L'appropriation du libre s'avère une source d'emplois car
elle engendre une concurrence et une maîtrise de technologies
par les locaux. "Dès qu'un bug est signalé,
il est corrigé par la communauté." précise
Koné Karim, administrateur informatique à l'Université
de Ouagadougou.
En Afrique de l'Ouest, la faible production du libre va avec une
utilisation marginale. Néanmoins, le libre est présent
dans certaines entreprises, dans l'éducation, etc. La Banque
centrale d'Afrique de l'Ouest a installé la suite bureautique
OpenOffice. Elle s'est engagée également dans un
plan de migration de ses serveurs vers Linux. Baobab Edu s'est
développé dans le milieu éducatif au Sénégal
et au Mali. Akwaaba est utilisé en Côte d'Ivoire
pour la gérance de la connexion de l'administration et
des entreprises.
Au Burkina Faso, GestCarpa, production locale, sert à la
gestion de la Caisse Autonome des Ressources Pécuniaires
des Avocats. Les serveurs de l'université de Ouagadougou
tournent sous Linux. Cela permet, affirme Koné Karim, à
l'Université de Ouagadougou d'investir dans du matériel
avec les économies réalisées grâce
au non-achat de licences propriétaires. Le libre "correspond
à notre culture de partage en Afrique de l'Ouest. Cela
contribue à la vulgarisation du libre car avec lui, le
nombre d'ordinateurs devient négligeable", assure
Nenna Nwakanma, président de la Free Software and Open
Source Foundation for Africa (FOSSFA).
Toutefois, une méfiance existe. Et cela du fait que le
libre évolue rapidement et foisonne. Il fait peur à
cause de l'existence d'une conception selon laquelle ce qui est
gratuit, libre n'est pas de bonne qualité déclare
Nenna Nwakanma.
Eduquer au libre
En Afrique de l'Ouest, l'une des difficultés pour l'expansion
du libre est le manque de ressources humaines. La formation est
onéreuse et la conception d'un logiciel coûteuse
: "Le libre induit le coût du support, de développement,
etc." affirme Seydina Ndiaye, enseignant et chercheur à
l'institut technique de Saint-Louis au Sénégal.

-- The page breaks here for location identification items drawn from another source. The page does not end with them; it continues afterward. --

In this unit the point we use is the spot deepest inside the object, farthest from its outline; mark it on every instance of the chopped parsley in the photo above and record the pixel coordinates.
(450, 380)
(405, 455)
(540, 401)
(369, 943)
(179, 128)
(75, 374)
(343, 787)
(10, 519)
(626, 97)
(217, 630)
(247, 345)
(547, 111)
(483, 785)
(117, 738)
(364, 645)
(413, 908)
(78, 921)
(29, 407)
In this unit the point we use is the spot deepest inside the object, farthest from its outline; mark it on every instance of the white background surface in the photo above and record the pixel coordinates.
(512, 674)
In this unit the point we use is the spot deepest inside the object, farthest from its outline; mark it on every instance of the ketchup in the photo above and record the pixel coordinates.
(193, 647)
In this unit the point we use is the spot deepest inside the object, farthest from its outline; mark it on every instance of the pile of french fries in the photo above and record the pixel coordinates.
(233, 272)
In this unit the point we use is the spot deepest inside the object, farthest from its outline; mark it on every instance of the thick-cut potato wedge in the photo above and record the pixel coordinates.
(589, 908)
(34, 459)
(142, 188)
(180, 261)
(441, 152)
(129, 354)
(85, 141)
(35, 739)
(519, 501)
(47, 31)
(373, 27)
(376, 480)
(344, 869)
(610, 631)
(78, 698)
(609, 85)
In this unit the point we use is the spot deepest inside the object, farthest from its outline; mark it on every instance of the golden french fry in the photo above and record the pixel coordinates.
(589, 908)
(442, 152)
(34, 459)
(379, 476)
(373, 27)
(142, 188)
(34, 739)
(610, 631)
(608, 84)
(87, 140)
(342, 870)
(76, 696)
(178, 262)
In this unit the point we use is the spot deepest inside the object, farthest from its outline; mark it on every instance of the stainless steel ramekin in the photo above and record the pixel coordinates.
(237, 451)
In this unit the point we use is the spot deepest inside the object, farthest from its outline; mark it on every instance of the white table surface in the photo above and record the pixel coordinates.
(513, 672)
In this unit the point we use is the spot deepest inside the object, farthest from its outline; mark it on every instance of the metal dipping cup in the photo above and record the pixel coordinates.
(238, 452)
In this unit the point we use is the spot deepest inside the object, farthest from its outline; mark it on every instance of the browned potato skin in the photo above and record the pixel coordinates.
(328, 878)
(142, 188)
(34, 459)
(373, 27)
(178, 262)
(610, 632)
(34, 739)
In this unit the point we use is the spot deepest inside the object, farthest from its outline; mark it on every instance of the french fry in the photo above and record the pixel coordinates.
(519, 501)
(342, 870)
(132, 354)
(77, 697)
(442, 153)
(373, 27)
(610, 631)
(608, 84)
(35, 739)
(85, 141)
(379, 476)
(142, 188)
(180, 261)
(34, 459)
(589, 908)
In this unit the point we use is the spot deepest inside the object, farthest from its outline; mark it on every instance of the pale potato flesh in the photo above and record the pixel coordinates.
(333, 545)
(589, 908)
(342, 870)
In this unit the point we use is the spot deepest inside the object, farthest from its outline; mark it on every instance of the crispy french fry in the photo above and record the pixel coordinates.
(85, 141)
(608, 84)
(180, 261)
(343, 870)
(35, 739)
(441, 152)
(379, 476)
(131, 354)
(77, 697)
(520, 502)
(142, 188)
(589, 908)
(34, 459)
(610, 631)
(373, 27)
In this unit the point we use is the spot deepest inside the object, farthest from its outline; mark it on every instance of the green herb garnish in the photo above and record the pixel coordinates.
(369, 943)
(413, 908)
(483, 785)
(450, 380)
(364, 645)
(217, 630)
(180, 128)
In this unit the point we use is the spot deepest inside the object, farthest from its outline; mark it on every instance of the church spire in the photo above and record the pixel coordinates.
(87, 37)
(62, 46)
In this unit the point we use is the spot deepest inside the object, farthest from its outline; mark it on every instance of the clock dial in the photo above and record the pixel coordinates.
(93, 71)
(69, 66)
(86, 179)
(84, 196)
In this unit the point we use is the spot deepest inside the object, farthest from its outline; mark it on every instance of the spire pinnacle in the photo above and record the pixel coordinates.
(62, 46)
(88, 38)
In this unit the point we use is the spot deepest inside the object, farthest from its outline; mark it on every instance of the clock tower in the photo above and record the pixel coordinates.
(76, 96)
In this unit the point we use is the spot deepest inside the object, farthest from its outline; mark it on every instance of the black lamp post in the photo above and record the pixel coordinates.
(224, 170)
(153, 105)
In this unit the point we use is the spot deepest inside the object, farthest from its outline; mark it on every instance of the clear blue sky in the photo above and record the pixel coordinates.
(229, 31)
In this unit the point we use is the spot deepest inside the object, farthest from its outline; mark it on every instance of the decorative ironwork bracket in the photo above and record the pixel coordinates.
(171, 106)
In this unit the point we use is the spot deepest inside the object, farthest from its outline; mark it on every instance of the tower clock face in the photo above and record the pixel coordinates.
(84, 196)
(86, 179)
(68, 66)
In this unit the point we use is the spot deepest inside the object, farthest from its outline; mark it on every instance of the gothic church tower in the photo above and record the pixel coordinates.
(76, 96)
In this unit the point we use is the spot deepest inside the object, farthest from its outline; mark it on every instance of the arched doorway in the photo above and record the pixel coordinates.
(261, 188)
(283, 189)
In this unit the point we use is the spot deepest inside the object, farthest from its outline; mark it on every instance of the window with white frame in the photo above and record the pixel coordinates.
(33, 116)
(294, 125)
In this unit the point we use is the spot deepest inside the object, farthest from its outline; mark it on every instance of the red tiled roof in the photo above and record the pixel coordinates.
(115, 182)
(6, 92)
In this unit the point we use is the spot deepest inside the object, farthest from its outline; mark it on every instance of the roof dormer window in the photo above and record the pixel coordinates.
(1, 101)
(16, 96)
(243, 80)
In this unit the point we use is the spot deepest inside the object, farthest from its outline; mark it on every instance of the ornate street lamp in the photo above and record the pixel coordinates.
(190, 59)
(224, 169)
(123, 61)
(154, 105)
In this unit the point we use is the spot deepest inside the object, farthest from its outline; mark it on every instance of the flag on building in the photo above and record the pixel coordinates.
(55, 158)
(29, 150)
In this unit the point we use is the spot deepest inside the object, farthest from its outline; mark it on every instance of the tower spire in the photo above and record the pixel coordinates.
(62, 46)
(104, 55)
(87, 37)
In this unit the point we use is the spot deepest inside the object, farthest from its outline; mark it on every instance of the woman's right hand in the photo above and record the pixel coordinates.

Sylvestre Ouédraogo reproche aux développeurs, l'inexistence
de communautés vivantes capables de produire et de collaborer
sur des programmes. En plus, le développeur craignant de
voir son idée ''volée'' s'isole et travaille seul.
"L'esprit de partage n'est pas encore accepté. Ce
qui fait que certains produits demeurent méconnus"
déplore Rasmata Compaoré, ingénieur informatique
et membre de l'Association Burkinabè des Utilisateurs de
Logiciels Libres. Cette crainte se justifie par le fait qu'un
membre de la communauté peut transformer un code libre
en logiciel propriétaire et s'enrichir. Conséquence
: la majorité des développeurs "innove sans
règle et en fonction de leurs besoins dans la dispersion."
regrette Sylvestre Ouédraogo.
La mauvaise connectivité ralentit le travail des quelques
rares développeurs. A ces embûches se greffe l'acharnement
des éditeurs de logiciels propriétaires pour effacer
l'utilisation du libre.
Microsoft sur la défensive
Ces éditeurs font du dumping. Microsoft aussi bien au
Burkina, au Mali, au Sénégal, qu'en Côte d'Ivoire,
etc. multiplie les accords avec les gouvernements en matière
d'aide au développement. Ainsi, "des ordinateurs sous
Windows sont offerts avec des licences devant être renouvelées
au bout d'un an. Or ce renouvellement demande d'énormes
moyens financiers ce que nous n'avons souvent pas. Ce qui favorise
le piratage" mentionne Koné Karim. Les pays Ouest
africains deviennent donc de simples consommateurs. La stratégie
des éditeurs : "laisser se développer la contrefaçon
pour former des cohortes d'usagers "accros" à
leurs produits, avant de "serrer la vis"" révèle
Sylvestre Ouédraogo. Puis Seydina Ndiaye de poursuivre
"La dépendance aux logiciels propriétaires
est donc pérenne. Je vois mal ces multinationales s'en
prendre à de "pauvres africains" pour des raisons
d'image, on est encore loin de nous libérer de cette dépendance".
Face à ces multinationales, l'Afrique de l'Ouest n'a pas
développé un projet pour la croissance et la vulgarisation
du libre. Or, le projet Asianux soutenu par les pouvoirs publics
chinois, japonais, coréen du Sud est financé à
des milliards de dollars. Le projet d'Afrunix est toujours dans
les tiroirs.
Au Burkina Faso par exemple, le ministère des postes et
télécommunication n'a défini aucun plan d'action
concernant la promotion du libre. La raison : certes le manque
de volonté politique, il y a la quasi inexistence de compétences.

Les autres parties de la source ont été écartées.